Еще вчера он изменил свою внешность: клочковато постригся и сбрил усы. В затуманенном ртутном квадрате зеркала отражался скучноватый, изможденный парень из толпы, не исключено, что и бывший дезертир или скорее демобилизованный по ранению солдат. Мать родная ошибется, не то что полупьяная контрразведка.
— Садись, Газетов, покалякаем. Ты, Климентьев, нас оставь. Чаем угостишь с пряником?!
Через трое суток Крюков и Газетов, использовав подготовленное заранее «окно», нырнули в лес, чтобы присоединиться к какой-нибудь дезертирской шайке и уйти вместе с ней в Псков, к балаховцам.
Однажды ночью ватага бешеным наскоком прорвала фронт, и Крюков с Газетовым в центре бегущей по полю и орущей толпы очутились на подступах к псковской фортеции.

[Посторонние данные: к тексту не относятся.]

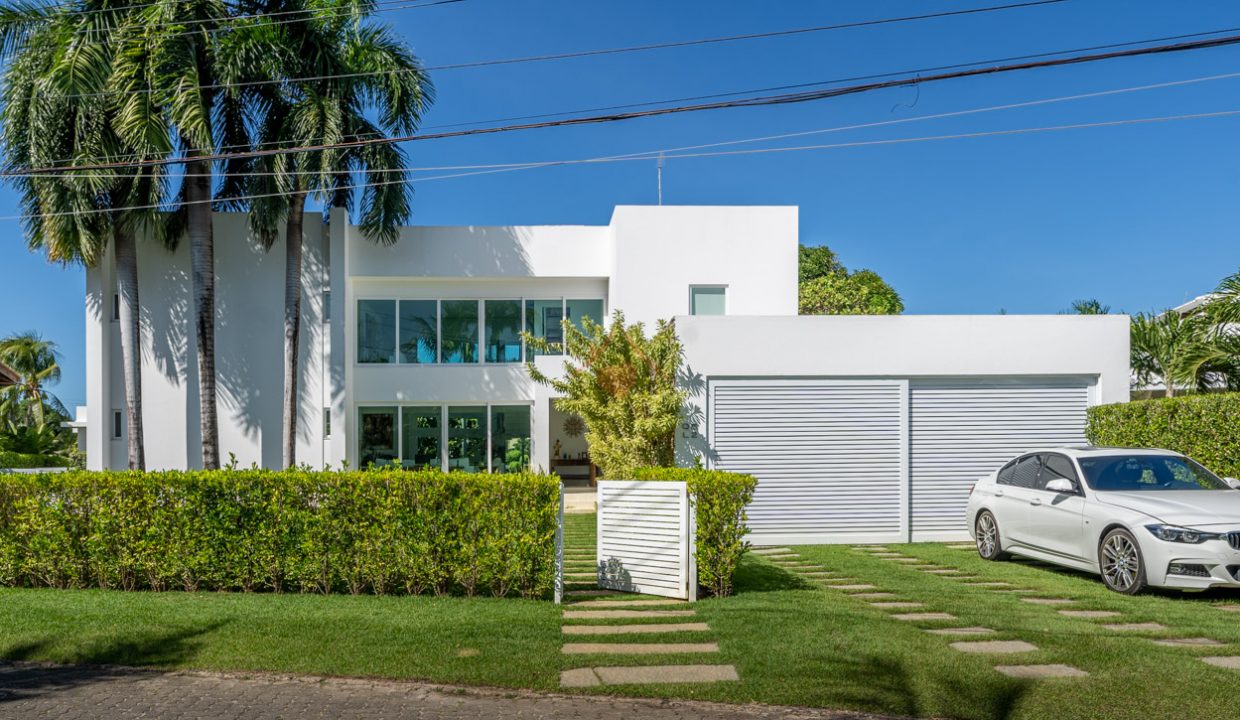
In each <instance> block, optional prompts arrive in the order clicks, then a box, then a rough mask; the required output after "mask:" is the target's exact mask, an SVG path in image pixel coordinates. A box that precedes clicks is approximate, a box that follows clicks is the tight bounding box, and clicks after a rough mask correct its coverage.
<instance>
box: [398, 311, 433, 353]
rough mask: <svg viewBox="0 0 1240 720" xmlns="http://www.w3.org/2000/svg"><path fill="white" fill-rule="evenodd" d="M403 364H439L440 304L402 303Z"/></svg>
mask: <svg viewBox="0 0 1240 720" xmlns="http://www.w3.org/2000/svg"><path fill="white" fill-rule="evenodd" d="M401 362H403V363H434V362H439V302H438V301H436V300H402V301H401Z"/></svg>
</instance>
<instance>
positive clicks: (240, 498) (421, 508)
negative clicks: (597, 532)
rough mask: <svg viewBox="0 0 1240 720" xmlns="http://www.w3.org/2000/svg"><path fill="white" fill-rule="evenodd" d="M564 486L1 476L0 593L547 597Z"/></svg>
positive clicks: (358, 477) (383, 481)
mask: <svg viewBox="0 0 1240 720" xmlns="http://www.w3.org/2000/svg"><path fill="white" fill-rule="evenodd" d="M558 508H559V485H558V481H557V478H554V477H552V476H543V475H533V473H513V475H502V476H492V475H471V473H443V472H436V471H435V472H433V471H418V472H409V471H403V470H398V468H377V470H366V471H350V472H312V471H303V470H294V471H283V472H277V471H265V470H242V471H215V472H205V471H190V472H181V471H174V472H153V473H139V472H66V473H42V475H5V476H0V585H20V586H48V587H88V586H94V587H117V589H124V590H140V589H149V590H174V589H180V590H186V591H193V590H242V591H257V590H270V591H275V592H283V591H290V590H291V591H301V592H351V594H361V592H376V594H397V592H408V594H420V592H427V591H434V592H436V594H441V595H443V594H450V592H464V594H467V595H474V594H479V592H490V594H492V595H497V596H505V595H510V594H513V592H516V594H520V595H521V596H523V597H534V596H542V595H544V594H547V592H548V591H549V589H551V587H552V585H553V582H554V573H556V566H554V561H556V559H554V537H556V518H557V512H558Z"/></svg>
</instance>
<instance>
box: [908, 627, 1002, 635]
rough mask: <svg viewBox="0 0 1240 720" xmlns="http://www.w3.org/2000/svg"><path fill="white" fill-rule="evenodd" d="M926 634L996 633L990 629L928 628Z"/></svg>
mask: <svg viewBox="0 0 1240 720" xmlns="http://www.w3.org/2000/svg"><path fill="white" fill-rule="evenodd" d="M925 632H929V633H930V634H956V636H960V634H994V631H993V630H991V628H988V627H931V628H926V630H925Z"/></svg>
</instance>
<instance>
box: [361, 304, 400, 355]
mask: <svg viewBox="0 0 1240 720" xmlns="http://www.w3.org/2000/svg"><path fill="white" fill-rule="evenodd" d="M357 362H360V363H394V362H396V300H358V301H357Z"/></svg>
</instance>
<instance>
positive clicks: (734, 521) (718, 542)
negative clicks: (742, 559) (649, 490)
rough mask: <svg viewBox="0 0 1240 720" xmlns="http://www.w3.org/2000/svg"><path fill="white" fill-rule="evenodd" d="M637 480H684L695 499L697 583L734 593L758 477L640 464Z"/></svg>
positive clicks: (712, 589)
mask: <svg viewBox="0 0 1240 720" xmlns="http://www.w3.org/2000/svg"><path fill="white" fill-rule="evenodd" d="M632 475H634V480H661V481H678V480H682V481H684V483H686V486H687V487H688V491H689V497H691V498H692V499H693V508H694V519H696V522H697V535H696V537H694V542H696V545H697V551H696V554H694V558H696V559H697V568H698V585H701V586H702V587H706V590H707V591H708V592H709V594H712V595H715V596H718V597H725V596H728V595H732V579H733V576H734V575H735V573H737V565H738V564H739V563H740V555H742V554H744V551H745V549H746V547H748V545H746V544H745V534H746V533H748V532H749V528H748V527H746V525H745V522H746V520H748V519H749V518H748V516H746V514H745V507H746V506H748V504H749V503H750V501H753V499H754V488H755V487H758V481H756V480H755V478H754V477H753V476H750V475H738V473H734V472H722V471H718V470H697V468H684V467H641V468H637V470H636V471H635V472H634V473H632Z"/></svg>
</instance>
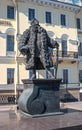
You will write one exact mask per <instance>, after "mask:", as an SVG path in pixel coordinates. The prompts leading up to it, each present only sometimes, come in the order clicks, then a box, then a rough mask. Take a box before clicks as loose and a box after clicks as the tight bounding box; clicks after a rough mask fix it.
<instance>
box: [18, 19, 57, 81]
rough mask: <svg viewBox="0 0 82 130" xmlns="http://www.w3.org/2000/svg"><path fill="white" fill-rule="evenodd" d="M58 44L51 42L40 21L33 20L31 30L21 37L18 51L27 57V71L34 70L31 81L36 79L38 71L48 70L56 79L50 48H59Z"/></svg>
mask: <svg viewBox="0 0 82 130" xmlns="http://www.w3.org/2000/svg"><path fill="white" fill-rule="evenodd" d="M58 46H59V45H58V43H57V42H56V41H54V40H51V39H50V38H49V36H48V34H47V32H46V30H45V29H44V28H42V27H41V26H40V25H39V21H38V20H36V19H33V20H32V21H31V26H30V27H29V29H26V31H24V33H23V35H22V36H21V38H20V40H19V43H18V49H19V51H20V52H21V53H22V54H23V55H26V70H30V69H32V70H33V75H32V77H31V79H34V78H36V70H41V69H47V70H48V73H49V75H50V76H51V78H54V76H53V75H52V73H51V71H50V67H53V62H52V59H51V57H50V53H49V48H58Z"/></svg>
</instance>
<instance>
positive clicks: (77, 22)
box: [76, 18, 80, 29]
mask: <svg viewBox="0 0 82 130" xmlns="http://www.w3.org/2000/svg"><path fill="white" fill-rule="evenodd" d="M76 25H77V29H80V19H79V18H77V19H76Z"/></svg>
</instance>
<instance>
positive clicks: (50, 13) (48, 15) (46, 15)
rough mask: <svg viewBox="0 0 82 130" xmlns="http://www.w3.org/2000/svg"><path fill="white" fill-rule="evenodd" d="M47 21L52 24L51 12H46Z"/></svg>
mask: <svg viewBox="0 0 82 130" xmlns="http://www.w3.org/2000/svg"><path fill="white" fill-rule="evenodd" d="M46 23H49V24H51V12H46Z"/></svg>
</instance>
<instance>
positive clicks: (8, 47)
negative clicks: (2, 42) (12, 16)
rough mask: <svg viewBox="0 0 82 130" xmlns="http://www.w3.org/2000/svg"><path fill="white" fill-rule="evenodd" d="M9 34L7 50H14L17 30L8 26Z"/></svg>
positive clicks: (8, 35)
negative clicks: (8, 27)
mask: <svg viewBox="0 0 82 130" xmlns="http://www.w3.org/2000/svg"><path fill="white" fill-rule="evenodd" d="M6 34H7V46H6V48H7V52H10V51H14V45H15V44H14V43H15V30H14V29H13V28H8V29H7V30H6Z"/></svg>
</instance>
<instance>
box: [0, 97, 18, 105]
mask: <svg viewBox="0 0 82 130" xmlns="http://www.w3.org/2000/svg"><path fill="white" fill-rule="evenodd" d="M17 102H18V95H0V104H17Z"/></svg>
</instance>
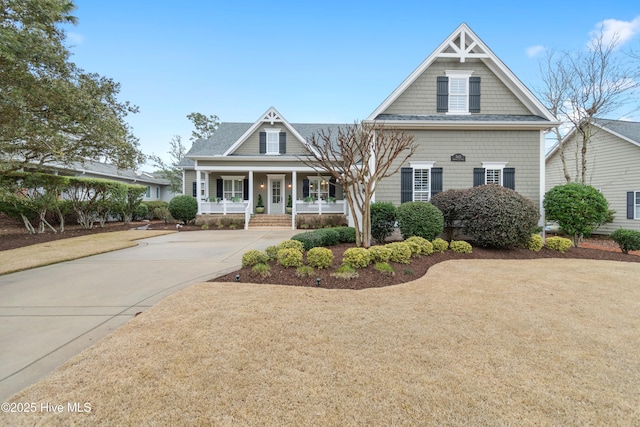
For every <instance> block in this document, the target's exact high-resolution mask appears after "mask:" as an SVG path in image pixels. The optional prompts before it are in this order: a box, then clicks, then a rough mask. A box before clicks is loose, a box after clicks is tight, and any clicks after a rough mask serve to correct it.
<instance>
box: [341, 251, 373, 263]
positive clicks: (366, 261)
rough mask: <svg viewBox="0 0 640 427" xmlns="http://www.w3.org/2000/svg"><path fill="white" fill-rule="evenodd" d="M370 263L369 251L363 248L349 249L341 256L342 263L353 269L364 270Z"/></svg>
mask: <svg viewBox="0 0 640 427" xmlns="http://www.w3.org/2000/svg"><path fill="white" fill-rule="evenodd" d="M370 262H371V259H370V258H369V250H368V249H365V248H349V249H347V250H346V251H344V254H343V255H342V263H343V264H345V265H348V266H350V267H353V268H365V267H366V266H368V265H369V263H370Z"/></svg>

Здесь они наткнулись на заслон. Эскадроном текинцев командовал ротмистр Бекбулатов. Сразу распространился слух, что Бекбулатов вызволял генерала Корнилова из заточения. Текинцы оцепили дезертиров и с гиканьем, помахивая нагайками, повели в город к кадетскому корпусу, где и загнали в казармы.

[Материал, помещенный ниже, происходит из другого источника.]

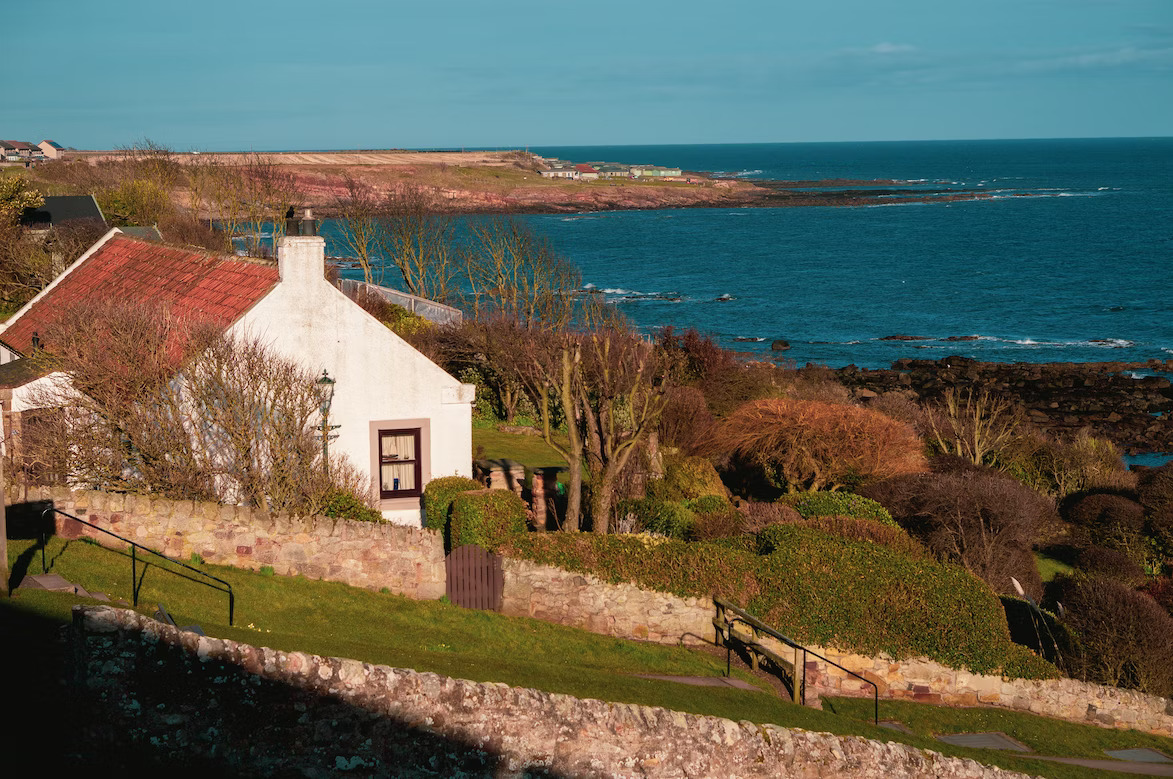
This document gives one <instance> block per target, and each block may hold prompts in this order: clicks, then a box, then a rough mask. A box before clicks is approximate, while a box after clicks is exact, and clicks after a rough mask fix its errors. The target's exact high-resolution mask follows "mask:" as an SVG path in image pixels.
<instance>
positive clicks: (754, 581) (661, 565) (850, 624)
mask: <svg viewBox="0 0 1173 779" xmlns="http://www.w3.org/2000/svg"><path fill="white" fill-rule="evenodd" d="M769 530H771V534H772V538H773V546H772V550H771V553H769V554H768V555H758V554H754V553H753V551H750V550H743V549H739V548H738V547H739V546H740V543H739V542H737V541H734V540H731V541H728V542H723V543H685V542H679V541H664V542H663V543H657V544H645V543H642V542H640V541H639V540H638V538H631V537H625V536H618V535H610V536H596V535H592V534H563V533H549V534H527V535H522V536H515V537H513V538H511V540H510V541H509V542H508V544H506V547H504V548H503V549H502V551H504V553H506V554H509V555H511V556H515V557H522V558H526V560H533V561H535V562H538V563H544V564H548V565H557V567H560V568H565V569H569V570H576V571H581V573H588V574H594V575H596V576H598V577H601V578H603V580H605V581H609V582H615V583H622V582H632V583H636V584H638V585H640V587H644V588H647V589H652V590H659V591H664V592H672V594H676V595H680V596H694V597H711V596H713V595H718V596H723V597H726V598H728V600H731V601H733V602H734V603H738V604H740V605H743V607H745V608H748V610H750V611H751V612H753V614H755V615H757V616H759V617H760V618H762V619H764V621H765V622H766V623H767V624H772V625H774V626H775V628H778V629H779V630H781V631H782V632H785V634H787V635H791V636H793V637H794V638H795V639H796V641H800V642H804V643H808V644H819V645H823V646H834V648H838V649H843V650H849V651H856V652H861V653H866V655H875V653H877V652H888V653H889V655H891V656H894V657H896V658H909V657H920V656H924V657H929V658H931V659H935V661H937V662H938V663H942V664H944V665H948V666H950V668H968V669H970V670H971V671H975V672H979V673H994V672H999V671H1001V672H1003V673H1006V675H1008V676H1011V677H1025V678H1051V677H1056V676H1057V675H1058V673H1057V671H1056V669H1055V668H1053V666H1052V665H1050V664H1049V663H1046V662H1044V661H1042V659H1039V658H1038V657H1036V656H1035V655H1032V653H1031V652H1030V651H1028V650H1026V649H1025V648H1023V646H1018V645H1016V644H1015V643H1012V642H1011V639H1010V634H1009V630H1008V628H1006V619H1005V616H1004V612H1003V609H1002V604H1001V603H999V602H998V598H997V596H996V595H995V594H994V592H992V591H991V590H990V588H989V587H986V585H985V584H983V583H982V582H981V581H979V580H977V578H976V577H974V576H972V575H970V574H969V573H967V571H965V570H964V569H962V568H960V567H957V565H951V564H947V563H940V562H936V561H933V560H927V558H913V557H909V556H906V555H902V554H900V553H897V551H894V550H891V549H888V548H884V547H880V546H876V544H874V543H868V542H861V541H848V540H846V538H836V537H834V536H830V535H827V534H825V533H821V531H819V530H814V529H811V528H804V527H799V526H780V527H779V528H778V529H777V530H775V529H774V528H771V529H769Z"/></svg>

На следующее утро Булак-Балахович провозгласил себя — в торжественной обстановке посреди Сенной площади при стечении людских масс — атаманом Псковского боевого района, комендантом и даже наместником бога, что и освятил доставленный есаулом Костровым отец Троицкий. Церемонию развернули подле воздвигнутого накануне стационарного эшафота высотой с дом.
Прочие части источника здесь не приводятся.